Wir sind zu Gast bei Norberts Schwiegermutter, die uns herzlich empfängt, mit Brot, Antipasti, Wein und Bier verköstigt und uns in ihrer Wohnung unterbringt. Den Abend verbringen wir im Nachbarort Juan le Pins.
Rimplas - Antibes
Entfernung: 72,3 km
Höhenmeter: 220 m
Unterkunft: Privat
Sonntag, 17.07.2016
Abreise
Nach dem schönen Abschlussabend in Juan le Pins steht heute die Reise nach Hause an. Norbert bleibt noch einige Tage und schlägt sich dann mit Regionalzügen zurück in die Heimat. Tom und ich fliegen von Nizza nach Düsseldorf. Damit wir die Bikes sicher verpackt im Flieger transportieren lassen können, hatten wir Fahrradtransporttaschen und Schutzfolien, Schaumgummi etc. schon nach Antibes vorgeschickt. Jetzt radeln wir wie indische Straßenhändler bepackt die 15 km zum Flughafen.

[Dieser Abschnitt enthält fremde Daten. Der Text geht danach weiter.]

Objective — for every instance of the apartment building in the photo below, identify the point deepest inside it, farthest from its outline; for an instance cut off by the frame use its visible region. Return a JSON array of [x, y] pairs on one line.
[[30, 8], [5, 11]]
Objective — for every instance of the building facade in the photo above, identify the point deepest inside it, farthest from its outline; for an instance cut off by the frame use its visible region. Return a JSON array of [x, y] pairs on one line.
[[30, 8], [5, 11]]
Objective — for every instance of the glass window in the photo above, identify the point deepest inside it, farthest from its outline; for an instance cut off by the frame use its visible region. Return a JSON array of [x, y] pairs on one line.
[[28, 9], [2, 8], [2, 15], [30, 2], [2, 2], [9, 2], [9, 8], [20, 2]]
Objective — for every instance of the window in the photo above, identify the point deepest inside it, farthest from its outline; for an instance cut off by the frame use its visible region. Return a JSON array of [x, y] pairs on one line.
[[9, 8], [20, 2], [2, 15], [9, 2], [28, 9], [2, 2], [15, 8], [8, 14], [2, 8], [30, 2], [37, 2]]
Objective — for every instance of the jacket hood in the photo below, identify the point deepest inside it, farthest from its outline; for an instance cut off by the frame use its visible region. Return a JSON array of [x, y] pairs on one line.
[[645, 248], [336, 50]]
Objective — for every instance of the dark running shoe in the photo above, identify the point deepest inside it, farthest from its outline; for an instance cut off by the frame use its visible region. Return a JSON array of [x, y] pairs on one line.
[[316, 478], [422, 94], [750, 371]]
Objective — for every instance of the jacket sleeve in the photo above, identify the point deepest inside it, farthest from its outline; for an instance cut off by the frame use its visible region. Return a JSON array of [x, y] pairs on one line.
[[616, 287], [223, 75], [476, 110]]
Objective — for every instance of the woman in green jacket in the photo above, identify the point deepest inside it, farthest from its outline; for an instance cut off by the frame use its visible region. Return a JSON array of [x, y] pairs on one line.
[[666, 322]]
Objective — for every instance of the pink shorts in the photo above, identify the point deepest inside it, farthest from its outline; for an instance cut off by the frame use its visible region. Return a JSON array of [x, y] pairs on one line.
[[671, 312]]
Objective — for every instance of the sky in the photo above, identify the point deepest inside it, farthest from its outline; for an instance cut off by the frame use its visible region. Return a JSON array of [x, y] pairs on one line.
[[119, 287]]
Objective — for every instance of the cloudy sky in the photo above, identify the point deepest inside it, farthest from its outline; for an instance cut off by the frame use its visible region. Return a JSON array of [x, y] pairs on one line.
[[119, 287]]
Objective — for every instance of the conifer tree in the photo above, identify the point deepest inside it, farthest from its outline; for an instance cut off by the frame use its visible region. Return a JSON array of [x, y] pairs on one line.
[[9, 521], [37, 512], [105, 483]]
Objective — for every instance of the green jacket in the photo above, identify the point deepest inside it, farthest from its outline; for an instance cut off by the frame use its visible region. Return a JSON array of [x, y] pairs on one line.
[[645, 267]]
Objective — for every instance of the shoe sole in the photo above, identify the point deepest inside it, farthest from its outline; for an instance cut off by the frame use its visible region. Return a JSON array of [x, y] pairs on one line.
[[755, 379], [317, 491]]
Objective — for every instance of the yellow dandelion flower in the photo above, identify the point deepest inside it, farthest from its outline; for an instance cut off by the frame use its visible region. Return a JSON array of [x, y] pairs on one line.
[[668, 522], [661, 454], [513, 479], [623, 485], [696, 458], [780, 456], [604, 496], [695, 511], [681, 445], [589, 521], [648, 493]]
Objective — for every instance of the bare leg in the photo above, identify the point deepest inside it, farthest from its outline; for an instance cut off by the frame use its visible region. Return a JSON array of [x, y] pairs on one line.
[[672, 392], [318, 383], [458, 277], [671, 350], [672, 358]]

Am Flughafen werden die Räder auseinandergenommen und in den Transporttaschen verstaut, bevor wir sie am Oversize-Baggage-Schalter abgeben. Mal schauen, wie wir sie in Düsseldorf zurückbekommen.
Der Eurowings-Flieger hebt um 16.50 in Nizza ab und landet um 18.25 in Düsseldorf. Leider hat mein Bike auf dem Flug etwas abbekommen. Die hintere Bremsscheibe ist verbogen und kann auch nicht mehr gerichtet werden, muss also ersetzt werden. Aber wenn es sonst nichts ist.